La proclamation des résultats provisoires des législatives par la CENA a officialisé une réalité pressentie : l’effondrement du parti Les Démocrates (LD). Avec seulement 16,14% des suffrages, la formation qui se présentait comme le fer de lance de l’opposition et « le parti du peuple » est sévèrement sanctionnée par les urnes, achevant une descente aux enfers politique entamée depuis 2023.

Un scrutin apaisé, un rejet clair

Dans une allocution solennelle, le président de la CENA, Sacca Lafia, a salué la maturité des électeurs et un processus électoral « exempt de toute violence ». Cette paix civile contraste avec la tempête politique qui frappe LD. Le verdict est sans appel : les Béninois, dans leur grande majorité, ont tourné le dos à ce parti. Loin des accusations d’exclusion souvent brandies, l’électeur a eu le choix et l’a exercé de manière cinglante. Le taux de participation, bien que modeste à 36,73%, suffit à démontrer qu’une mobilisation en faveur de LD était possible. Elle n’a pas eu lieu.

Autopsie d’un naufrage : l’échec sur tous les tableaux

L’analyse des résultats révèle l’étendue de la déroute. D’abord, l’ancrage national, un mirage : Le parti échoue à franchir le seuil symbolique des 20% dans au moins 13 circonscriptions électorales. Ce score large démontre un défaut criard d’ancrage territorial et invalide son statut de formation nationale. LD n’est plus qu’une force locale et sporadique.

Ensuite, la chute des bastions : Le constat est encore plus cruel dans ses supposés fiefs. Dans des circonscriptions comme les 1ère, 2ème ou 3ème de Porto-Novo, le parti a été laminé. La réalité du terrain a balayé l’autoproclamation de sa popularité.

L’impasse stratégique aussi : Entêté dans une posture de rupture, LD a refusé toute alliance pré-électorale. Une erreur fatale. Avec ses scores résiduels, une coalition avec l’un des grands partis (UPR ou BR) lui aurait peut-être offert quelques sièges. Son isolement, érigé en doctrine, l’a condamné à l’inexistence parlementaire.

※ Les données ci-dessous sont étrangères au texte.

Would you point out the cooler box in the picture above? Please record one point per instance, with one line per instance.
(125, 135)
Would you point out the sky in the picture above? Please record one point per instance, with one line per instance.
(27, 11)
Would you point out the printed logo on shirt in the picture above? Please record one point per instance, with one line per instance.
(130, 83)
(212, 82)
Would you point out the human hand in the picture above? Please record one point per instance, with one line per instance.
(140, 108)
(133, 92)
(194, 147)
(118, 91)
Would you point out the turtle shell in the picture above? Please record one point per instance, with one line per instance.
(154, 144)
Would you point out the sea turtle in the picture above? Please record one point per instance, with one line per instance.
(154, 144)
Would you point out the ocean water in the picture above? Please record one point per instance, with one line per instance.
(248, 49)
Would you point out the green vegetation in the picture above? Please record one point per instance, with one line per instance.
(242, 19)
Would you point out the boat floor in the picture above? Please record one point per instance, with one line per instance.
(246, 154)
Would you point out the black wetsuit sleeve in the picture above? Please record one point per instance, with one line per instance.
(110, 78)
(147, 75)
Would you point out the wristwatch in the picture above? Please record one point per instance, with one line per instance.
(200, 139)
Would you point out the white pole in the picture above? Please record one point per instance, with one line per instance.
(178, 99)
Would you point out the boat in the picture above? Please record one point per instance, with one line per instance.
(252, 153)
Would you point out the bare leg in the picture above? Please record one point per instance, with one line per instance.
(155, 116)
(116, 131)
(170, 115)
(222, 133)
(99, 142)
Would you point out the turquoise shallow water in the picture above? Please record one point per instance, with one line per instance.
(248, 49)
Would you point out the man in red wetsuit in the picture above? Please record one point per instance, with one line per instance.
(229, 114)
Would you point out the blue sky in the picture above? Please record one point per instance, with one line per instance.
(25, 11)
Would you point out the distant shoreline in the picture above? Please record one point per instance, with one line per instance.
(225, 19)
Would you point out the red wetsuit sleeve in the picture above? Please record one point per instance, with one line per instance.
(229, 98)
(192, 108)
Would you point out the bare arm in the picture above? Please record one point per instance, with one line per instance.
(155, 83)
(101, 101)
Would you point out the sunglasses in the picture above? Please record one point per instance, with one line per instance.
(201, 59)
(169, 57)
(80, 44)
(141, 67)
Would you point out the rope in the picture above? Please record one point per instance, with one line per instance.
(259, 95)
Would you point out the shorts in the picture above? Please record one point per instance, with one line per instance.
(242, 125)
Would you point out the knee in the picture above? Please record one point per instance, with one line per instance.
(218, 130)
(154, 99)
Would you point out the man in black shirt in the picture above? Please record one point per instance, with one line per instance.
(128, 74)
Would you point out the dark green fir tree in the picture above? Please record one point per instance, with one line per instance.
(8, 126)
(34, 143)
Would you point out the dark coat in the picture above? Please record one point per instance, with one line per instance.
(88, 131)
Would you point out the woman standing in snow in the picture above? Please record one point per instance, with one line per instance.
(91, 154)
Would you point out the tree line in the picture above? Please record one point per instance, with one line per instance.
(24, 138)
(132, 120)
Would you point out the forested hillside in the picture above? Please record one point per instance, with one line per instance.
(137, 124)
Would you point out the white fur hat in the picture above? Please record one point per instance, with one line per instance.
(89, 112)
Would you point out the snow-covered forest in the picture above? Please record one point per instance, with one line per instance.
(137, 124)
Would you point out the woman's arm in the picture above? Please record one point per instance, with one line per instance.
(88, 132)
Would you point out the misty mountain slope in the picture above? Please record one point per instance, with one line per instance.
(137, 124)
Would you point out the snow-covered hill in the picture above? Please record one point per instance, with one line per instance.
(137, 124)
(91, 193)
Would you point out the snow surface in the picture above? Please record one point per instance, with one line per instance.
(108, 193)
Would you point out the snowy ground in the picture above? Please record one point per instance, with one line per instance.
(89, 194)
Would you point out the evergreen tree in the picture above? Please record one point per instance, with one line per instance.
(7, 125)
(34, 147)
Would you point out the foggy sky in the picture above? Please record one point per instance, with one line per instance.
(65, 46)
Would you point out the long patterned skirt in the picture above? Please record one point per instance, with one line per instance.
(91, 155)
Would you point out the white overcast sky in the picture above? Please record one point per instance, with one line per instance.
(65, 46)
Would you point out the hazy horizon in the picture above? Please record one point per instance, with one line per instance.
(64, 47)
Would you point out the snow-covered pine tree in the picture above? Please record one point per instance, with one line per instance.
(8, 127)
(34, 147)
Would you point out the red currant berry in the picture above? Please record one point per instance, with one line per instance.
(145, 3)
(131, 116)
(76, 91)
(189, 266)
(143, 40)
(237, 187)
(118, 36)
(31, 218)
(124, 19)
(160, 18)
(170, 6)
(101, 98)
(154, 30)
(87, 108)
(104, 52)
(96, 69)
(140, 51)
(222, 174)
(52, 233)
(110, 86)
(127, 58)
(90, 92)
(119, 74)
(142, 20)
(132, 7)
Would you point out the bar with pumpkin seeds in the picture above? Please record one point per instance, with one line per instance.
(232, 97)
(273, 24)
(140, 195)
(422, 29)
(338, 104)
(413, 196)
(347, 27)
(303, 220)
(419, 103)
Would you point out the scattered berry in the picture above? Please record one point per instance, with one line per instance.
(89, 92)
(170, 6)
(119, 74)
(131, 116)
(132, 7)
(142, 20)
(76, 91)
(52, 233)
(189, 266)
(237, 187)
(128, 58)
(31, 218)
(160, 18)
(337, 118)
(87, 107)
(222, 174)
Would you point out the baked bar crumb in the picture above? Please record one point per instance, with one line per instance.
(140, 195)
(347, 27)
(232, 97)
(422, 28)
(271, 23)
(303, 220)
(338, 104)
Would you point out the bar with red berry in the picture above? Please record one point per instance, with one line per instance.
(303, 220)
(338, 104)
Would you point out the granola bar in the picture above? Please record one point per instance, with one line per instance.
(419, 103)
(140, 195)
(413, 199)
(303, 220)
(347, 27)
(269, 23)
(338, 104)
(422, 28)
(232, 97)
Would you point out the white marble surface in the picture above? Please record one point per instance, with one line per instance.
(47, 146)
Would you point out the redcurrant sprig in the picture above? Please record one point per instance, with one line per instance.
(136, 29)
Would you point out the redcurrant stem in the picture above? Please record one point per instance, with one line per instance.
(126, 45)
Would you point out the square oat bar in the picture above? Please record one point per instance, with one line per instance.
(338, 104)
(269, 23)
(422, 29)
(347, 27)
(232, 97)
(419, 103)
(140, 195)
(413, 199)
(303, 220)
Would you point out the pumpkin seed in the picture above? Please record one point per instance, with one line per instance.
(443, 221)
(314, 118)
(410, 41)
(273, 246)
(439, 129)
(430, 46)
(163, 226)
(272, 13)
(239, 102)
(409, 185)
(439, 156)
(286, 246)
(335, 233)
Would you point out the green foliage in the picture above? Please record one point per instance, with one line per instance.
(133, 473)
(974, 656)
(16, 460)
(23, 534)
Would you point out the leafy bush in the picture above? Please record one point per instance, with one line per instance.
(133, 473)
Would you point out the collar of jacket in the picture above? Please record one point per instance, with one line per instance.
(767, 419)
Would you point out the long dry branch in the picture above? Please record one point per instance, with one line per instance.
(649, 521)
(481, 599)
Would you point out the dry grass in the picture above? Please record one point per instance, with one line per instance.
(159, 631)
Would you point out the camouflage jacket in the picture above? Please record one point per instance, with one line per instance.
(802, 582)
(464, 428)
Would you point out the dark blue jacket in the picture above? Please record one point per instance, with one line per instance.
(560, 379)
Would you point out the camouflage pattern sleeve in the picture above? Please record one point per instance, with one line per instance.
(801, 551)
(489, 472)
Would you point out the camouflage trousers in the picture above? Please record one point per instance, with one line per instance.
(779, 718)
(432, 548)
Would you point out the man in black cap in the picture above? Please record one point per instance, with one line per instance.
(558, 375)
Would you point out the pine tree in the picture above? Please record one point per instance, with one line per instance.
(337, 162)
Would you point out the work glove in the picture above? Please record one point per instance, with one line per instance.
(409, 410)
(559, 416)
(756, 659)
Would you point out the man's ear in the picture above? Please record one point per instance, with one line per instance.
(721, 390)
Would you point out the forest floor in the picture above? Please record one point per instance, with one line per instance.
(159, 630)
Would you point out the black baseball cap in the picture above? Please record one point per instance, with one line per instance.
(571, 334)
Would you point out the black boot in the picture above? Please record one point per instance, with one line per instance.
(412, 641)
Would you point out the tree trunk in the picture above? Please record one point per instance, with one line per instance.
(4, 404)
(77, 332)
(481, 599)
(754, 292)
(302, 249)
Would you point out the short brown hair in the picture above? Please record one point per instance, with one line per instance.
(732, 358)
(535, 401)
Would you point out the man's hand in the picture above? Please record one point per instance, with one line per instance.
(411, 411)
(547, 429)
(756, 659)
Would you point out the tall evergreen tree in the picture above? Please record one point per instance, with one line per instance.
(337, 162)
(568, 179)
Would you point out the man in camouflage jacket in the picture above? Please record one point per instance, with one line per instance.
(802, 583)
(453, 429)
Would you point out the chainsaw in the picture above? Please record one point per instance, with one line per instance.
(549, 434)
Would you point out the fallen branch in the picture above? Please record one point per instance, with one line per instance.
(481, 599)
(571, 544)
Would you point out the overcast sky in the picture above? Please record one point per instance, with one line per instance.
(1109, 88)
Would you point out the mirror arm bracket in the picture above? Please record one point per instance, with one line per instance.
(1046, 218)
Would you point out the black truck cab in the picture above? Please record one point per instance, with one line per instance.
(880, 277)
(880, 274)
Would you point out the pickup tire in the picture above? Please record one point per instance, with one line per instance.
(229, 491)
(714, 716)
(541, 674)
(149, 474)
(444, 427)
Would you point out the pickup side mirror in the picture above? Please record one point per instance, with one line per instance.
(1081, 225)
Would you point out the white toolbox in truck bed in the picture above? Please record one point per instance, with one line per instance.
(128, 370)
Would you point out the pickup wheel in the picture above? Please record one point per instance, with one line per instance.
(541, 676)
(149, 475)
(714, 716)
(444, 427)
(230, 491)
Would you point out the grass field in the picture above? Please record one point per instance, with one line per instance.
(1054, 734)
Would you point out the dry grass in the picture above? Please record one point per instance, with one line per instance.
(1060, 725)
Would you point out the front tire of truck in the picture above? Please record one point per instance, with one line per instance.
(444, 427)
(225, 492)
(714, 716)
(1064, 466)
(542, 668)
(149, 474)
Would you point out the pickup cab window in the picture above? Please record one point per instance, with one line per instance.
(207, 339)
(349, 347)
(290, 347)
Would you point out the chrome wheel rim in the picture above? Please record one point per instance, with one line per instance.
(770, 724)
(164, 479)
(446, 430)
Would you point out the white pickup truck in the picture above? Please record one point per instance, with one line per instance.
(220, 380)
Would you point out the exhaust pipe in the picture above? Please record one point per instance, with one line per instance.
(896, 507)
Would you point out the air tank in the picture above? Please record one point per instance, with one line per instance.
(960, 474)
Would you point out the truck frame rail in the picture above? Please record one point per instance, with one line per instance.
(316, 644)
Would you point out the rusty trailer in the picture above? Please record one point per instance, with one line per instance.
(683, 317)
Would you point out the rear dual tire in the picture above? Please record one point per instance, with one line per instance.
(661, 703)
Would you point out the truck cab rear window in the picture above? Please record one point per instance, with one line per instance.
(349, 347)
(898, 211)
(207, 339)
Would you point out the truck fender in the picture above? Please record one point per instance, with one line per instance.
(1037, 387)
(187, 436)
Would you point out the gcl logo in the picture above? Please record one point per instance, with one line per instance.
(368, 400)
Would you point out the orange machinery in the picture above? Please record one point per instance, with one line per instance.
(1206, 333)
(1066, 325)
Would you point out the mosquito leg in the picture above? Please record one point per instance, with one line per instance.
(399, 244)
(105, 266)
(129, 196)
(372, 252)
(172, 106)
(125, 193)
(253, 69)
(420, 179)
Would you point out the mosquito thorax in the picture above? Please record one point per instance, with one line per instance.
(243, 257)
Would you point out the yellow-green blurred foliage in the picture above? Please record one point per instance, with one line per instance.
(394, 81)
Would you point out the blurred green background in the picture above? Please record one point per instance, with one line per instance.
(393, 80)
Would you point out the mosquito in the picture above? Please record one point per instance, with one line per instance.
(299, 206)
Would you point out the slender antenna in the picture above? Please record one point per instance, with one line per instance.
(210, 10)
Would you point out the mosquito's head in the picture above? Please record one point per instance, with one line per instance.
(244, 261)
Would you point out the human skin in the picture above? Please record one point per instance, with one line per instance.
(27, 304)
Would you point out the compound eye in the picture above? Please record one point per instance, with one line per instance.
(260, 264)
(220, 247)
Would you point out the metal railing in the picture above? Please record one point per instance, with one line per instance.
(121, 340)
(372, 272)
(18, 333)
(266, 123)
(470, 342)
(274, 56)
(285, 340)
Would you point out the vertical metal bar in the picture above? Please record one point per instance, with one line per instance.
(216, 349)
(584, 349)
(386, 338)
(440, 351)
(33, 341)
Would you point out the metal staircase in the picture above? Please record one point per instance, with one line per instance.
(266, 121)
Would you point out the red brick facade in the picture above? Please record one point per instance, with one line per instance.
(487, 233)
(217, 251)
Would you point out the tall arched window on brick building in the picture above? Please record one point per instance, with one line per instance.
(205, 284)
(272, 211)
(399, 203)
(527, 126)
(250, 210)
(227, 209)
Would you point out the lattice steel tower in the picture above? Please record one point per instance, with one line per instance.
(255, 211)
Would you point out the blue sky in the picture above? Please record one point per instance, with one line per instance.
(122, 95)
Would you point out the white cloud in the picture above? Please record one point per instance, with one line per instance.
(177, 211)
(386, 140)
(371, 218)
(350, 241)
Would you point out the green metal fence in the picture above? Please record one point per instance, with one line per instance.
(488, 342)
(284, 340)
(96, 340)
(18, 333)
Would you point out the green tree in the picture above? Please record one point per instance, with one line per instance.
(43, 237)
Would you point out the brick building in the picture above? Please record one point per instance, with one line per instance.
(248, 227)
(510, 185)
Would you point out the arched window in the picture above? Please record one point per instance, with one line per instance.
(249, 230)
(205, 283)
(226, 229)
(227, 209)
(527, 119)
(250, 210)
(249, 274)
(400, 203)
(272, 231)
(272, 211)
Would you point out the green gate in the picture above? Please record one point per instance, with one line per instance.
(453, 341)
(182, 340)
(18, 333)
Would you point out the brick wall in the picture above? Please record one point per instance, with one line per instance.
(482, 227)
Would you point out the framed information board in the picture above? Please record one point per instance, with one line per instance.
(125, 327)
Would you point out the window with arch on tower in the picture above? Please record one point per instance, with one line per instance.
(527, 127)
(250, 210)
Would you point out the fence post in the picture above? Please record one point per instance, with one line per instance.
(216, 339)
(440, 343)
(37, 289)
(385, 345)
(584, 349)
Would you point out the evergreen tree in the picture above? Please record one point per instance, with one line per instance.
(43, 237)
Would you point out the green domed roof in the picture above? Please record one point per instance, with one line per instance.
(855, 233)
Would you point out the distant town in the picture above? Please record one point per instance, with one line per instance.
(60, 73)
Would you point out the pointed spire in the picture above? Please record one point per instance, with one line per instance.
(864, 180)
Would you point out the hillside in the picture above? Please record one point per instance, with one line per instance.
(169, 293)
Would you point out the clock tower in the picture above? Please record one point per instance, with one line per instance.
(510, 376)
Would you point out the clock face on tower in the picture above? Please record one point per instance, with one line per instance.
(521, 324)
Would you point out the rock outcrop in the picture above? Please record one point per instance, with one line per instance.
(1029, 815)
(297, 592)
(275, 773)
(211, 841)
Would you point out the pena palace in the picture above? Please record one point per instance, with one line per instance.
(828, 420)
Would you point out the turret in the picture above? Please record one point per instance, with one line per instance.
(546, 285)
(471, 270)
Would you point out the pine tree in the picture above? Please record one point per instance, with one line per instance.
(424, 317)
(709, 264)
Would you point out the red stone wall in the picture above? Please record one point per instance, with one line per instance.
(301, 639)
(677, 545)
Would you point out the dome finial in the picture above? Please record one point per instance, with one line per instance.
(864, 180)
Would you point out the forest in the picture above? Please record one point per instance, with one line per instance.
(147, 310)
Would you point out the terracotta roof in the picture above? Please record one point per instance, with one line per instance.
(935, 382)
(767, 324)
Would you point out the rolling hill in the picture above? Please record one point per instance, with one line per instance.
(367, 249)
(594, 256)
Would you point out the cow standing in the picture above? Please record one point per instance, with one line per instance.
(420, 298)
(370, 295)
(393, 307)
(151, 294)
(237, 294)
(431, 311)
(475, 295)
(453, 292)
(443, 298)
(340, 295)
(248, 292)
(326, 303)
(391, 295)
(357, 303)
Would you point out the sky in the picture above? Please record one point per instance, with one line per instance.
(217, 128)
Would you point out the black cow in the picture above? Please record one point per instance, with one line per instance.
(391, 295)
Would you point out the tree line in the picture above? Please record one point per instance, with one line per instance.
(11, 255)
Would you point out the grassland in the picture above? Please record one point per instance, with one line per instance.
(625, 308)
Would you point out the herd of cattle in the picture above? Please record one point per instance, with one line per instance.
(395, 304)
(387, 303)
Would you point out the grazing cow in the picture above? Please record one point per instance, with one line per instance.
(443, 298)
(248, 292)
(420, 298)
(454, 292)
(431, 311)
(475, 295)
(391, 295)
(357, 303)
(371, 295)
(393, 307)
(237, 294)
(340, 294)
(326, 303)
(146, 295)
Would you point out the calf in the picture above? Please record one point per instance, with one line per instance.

Enfin, le vote utile, une sanction : L’électorat a fait preuve d’une maturité froide. Après un « vote d’émotion » en 2023, il semble avoir compris que LD ne se comporte pas comme un parti de gouvernement. Son recul constant est le signe d’une défiance définitive face à son offre politique jugée, stérile et irresponsable.

    Une leçon de démocratie

    Ce scrutin sonne comme une leçon. D’abord pour les partisans les plus radicaux de LD et leurs sympathisants putschistes, qui doivent désormais admettre que leurs idées sont ultra-minoritaires à l’échelle nationale. Ensuite, pour le système partisan béninois qui se clarifie autour de deux pôles structurants, l’UPR (41,15%) et le BR (36,6%), prêts à assumer le travail législatif.

    Alors que la CENA transmet le dossier à la Cour Constitutionnelle, le chapitre LD dans cette législature semble déjà se refermer. Le parti n’est plus qu’une force d’appoint témoin, spectateur d’un jeu politique dont il a été écarté par son propre électorat. La voie est désormais libre pour les forces majoritaires. Le message des urnes est clair : place au travail, et que les pleurnicheries politiques restent à la porte de l’Assemblée.